4 trendy, którymi jestem zmęczona, i co proponuję w zamian.
Są takie mody, które czasami zakorzeniają się za bardzo. Pewne formy, kolory, pomysły pojawiają się tak często, że tracą na atrakcyjności. Podobnie jest w świecie fashion, jak wszyscy zaczynają chodzić w tym samym modelu kurtki czy torebki, to znaczy, że społeczeństwo, ulica zaakceptowała kierunek, coraz chętniej wybiera właśnie te projekty, a projektanci już proponują kolejne rozwiązania. W świecie wnętrz oczywiście to zjawisko nie jest takie dynamiczne, ale po kilku sezonach, nawet najpiękniejszy kolor czy wzór może się opatrzyć. A zatem, które elementy stały się już zbyt popularne i czym je można zastąpić?
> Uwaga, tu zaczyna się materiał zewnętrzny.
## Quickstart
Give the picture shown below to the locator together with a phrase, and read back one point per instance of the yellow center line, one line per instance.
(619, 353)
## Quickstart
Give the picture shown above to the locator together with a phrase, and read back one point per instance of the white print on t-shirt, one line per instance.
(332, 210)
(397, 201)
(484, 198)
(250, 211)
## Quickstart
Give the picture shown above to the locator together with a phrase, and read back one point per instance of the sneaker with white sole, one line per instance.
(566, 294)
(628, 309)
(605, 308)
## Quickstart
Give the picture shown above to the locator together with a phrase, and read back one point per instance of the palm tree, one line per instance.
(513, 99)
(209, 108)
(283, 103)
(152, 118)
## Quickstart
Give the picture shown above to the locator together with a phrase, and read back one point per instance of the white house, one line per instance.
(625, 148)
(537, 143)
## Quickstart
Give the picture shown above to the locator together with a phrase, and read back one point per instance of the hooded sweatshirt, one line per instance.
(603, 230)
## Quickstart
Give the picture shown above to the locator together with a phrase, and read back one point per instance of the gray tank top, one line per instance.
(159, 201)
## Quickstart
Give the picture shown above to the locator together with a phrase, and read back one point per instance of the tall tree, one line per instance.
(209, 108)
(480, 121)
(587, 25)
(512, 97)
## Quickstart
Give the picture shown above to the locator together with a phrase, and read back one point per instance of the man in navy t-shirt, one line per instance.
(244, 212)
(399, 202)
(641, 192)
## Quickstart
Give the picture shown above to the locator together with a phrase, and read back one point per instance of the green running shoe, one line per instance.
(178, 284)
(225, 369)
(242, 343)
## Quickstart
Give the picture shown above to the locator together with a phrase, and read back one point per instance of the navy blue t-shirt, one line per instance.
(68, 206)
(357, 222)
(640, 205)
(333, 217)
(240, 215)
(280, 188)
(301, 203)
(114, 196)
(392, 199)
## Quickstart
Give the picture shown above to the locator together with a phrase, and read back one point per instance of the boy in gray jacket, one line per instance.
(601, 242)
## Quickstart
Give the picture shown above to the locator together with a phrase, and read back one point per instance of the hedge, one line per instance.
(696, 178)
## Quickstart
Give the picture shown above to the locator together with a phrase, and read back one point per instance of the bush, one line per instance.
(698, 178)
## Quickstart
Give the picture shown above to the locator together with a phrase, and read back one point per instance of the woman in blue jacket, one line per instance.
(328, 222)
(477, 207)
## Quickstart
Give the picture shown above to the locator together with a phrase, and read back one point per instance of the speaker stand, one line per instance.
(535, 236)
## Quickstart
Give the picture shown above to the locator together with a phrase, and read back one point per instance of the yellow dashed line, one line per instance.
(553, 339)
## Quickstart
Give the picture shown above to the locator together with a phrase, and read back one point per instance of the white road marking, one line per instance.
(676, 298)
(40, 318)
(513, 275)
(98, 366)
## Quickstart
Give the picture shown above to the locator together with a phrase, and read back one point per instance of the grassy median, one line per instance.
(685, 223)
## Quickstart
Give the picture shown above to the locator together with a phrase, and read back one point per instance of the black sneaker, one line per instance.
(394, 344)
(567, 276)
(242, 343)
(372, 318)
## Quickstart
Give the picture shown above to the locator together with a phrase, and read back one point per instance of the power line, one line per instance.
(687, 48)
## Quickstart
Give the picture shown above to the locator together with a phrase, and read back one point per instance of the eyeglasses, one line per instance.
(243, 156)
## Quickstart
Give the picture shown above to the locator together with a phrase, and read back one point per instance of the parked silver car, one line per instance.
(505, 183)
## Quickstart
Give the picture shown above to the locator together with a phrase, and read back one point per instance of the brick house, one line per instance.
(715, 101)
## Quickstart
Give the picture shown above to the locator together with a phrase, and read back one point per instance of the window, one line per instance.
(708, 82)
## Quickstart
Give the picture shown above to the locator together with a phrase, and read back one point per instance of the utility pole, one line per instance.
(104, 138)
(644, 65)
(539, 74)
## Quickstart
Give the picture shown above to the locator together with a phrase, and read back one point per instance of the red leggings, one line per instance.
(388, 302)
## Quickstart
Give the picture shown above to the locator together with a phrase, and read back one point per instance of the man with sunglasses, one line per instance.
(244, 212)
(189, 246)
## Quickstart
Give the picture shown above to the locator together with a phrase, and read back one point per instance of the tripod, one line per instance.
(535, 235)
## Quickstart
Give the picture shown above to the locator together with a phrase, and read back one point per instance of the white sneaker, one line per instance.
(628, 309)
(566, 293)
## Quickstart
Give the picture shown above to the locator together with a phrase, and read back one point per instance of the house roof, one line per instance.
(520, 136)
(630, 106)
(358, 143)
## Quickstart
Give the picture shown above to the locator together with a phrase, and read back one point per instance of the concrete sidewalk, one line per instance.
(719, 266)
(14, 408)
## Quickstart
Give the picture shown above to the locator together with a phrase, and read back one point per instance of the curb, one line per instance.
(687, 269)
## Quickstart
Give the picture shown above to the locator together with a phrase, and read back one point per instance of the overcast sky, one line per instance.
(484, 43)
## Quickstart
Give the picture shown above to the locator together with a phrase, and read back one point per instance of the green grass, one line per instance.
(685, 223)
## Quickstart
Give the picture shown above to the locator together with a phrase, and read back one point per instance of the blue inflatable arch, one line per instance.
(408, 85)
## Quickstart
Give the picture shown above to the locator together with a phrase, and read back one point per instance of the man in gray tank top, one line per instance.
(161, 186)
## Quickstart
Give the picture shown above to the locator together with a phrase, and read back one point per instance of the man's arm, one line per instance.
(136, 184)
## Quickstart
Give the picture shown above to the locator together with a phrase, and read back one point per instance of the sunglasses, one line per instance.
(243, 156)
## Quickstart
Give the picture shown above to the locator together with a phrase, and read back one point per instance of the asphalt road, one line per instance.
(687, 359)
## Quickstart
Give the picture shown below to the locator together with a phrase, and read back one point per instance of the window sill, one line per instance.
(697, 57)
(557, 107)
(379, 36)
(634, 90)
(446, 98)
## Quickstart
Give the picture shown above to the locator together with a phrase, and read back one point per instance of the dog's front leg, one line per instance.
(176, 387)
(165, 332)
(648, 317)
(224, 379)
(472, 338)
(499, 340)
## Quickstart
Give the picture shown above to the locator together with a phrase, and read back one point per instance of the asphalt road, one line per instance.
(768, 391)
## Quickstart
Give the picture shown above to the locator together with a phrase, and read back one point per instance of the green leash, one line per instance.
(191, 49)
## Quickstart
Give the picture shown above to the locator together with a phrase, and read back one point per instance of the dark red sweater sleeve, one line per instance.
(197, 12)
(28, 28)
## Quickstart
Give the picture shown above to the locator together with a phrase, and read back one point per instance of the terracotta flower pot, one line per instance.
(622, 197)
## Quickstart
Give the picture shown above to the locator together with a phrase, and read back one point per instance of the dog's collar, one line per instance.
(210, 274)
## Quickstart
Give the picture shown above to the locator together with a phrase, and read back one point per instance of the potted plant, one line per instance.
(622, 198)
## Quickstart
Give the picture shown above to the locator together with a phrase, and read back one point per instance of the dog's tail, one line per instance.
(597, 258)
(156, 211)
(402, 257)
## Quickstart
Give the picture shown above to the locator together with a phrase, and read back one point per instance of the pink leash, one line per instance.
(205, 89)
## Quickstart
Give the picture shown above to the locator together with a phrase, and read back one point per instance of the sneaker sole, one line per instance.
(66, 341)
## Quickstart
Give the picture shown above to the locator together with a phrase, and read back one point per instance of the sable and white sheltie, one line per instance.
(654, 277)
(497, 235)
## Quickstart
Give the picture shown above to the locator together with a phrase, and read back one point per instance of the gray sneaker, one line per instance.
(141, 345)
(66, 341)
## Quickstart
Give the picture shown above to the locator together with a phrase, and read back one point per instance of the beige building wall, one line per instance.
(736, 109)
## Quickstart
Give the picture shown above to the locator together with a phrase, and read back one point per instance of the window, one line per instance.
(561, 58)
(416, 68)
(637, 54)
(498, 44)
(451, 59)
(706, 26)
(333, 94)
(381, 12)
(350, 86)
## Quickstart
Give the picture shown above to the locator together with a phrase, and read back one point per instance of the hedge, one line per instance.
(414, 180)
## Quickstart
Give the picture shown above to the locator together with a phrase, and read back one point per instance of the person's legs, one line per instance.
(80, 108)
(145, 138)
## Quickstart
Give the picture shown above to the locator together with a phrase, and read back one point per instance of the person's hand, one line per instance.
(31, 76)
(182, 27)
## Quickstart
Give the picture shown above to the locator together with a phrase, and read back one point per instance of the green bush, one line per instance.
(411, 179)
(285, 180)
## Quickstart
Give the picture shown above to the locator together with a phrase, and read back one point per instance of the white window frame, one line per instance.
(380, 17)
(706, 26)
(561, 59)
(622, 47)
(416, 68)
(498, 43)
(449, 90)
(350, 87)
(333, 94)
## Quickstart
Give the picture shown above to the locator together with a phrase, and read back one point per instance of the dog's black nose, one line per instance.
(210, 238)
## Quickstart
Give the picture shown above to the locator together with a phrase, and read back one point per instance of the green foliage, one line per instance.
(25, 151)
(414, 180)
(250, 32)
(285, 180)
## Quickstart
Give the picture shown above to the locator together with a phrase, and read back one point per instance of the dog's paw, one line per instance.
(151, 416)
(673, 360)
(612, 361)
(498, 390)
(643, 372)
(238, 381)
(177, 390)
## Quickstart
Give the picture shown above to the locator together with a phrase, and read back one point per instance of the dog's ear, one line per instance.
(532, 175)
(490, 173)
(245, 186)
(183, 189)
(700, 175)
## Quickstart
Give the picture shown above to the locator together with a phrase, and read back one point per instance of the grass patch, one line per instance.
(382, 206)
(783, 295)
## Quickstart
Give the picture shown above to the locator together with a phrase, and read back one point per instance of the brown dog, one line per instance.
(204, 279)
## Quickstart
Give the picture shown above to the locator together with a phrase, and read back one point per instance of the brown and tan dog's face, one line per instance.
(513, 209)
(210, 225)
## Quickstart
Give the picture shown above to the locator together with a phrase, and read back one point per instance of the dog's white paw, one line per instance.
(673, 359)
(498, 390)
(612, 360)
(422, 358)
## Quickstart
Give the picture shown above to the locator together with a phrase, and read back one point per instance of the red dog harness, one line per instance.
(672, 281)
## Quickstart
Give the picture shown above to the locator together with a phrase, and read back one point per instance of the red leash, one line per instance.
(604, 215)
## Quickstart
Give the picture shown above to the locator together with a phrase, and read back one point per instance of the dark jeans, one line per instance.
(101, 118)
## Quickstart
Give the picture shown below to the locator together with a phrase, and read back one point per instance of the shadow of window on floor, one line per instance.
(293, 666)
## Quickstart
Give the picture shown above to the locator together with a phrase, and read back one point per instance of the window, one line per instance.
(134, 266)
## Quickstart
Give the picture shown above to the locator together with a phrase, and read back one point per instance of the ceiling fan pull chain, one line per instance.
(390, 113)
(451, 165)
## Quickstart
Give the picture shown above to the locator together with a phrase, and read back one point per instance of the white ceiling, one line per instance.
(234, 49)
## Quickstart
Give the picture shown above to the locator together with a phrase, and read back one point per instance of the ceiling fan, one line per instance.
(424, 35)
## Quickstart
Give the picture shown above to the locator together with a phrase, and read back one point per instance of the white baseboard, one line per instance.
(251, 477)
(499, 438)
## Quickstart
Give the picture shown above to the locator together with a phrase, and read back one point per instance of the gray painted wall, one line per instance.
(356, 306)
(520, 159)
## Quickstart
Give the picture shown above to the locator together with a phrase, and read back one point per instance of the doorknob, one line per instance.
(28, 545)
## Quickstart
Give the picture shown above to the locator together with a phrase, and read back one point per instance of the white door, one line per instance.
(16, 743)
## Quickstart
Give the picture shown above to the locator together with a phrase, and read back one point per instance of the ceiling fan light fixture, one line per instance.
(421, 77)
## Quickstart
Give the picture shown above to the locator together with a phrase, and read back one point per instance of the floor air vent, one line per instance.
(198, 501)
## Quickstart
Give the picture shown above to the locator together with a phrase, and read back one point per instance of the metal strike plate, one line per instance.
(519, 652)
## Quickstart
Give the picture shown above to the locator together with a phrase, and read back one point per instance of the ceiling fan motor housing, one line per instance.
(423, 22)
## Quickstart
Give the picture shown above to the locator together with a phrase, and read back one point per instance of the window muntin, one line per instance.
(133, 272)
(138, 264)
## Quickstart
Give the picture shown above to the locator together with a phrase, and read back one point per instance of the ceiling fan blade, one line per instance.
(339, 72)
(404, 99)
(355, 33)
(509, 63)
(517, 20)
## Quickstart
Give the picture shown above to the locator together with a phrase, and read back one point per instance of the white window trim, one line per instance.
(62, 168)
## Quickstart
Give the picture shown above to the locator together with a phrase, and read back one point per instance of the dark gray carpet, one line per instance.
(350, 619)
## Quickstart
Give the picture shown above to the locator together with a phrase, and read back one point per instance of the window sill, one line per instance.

1.Wszechobecna biel. Białe ściany, białe meble z kilkoma czarnymi akcentami, często trójkątami, iksami czy typografią. To już tak powszechne rozwiązania, że wielu, nawet zagorzałych fanów monochromatycznych, ascetycznych wnętrz otwiera się na kolor. Ja zrobiłam to już kilka lat temu i nie żałuję. Teraz masz ku temu najlepszą okazję bo podobnie jak w świecie mody tak i we wnętrzach najbardziej modny kolor to czerwień!
Zdjęcie z prawej pokazuje, że ja też kilka lat temu uległam bieli z czarnymi akcentami :)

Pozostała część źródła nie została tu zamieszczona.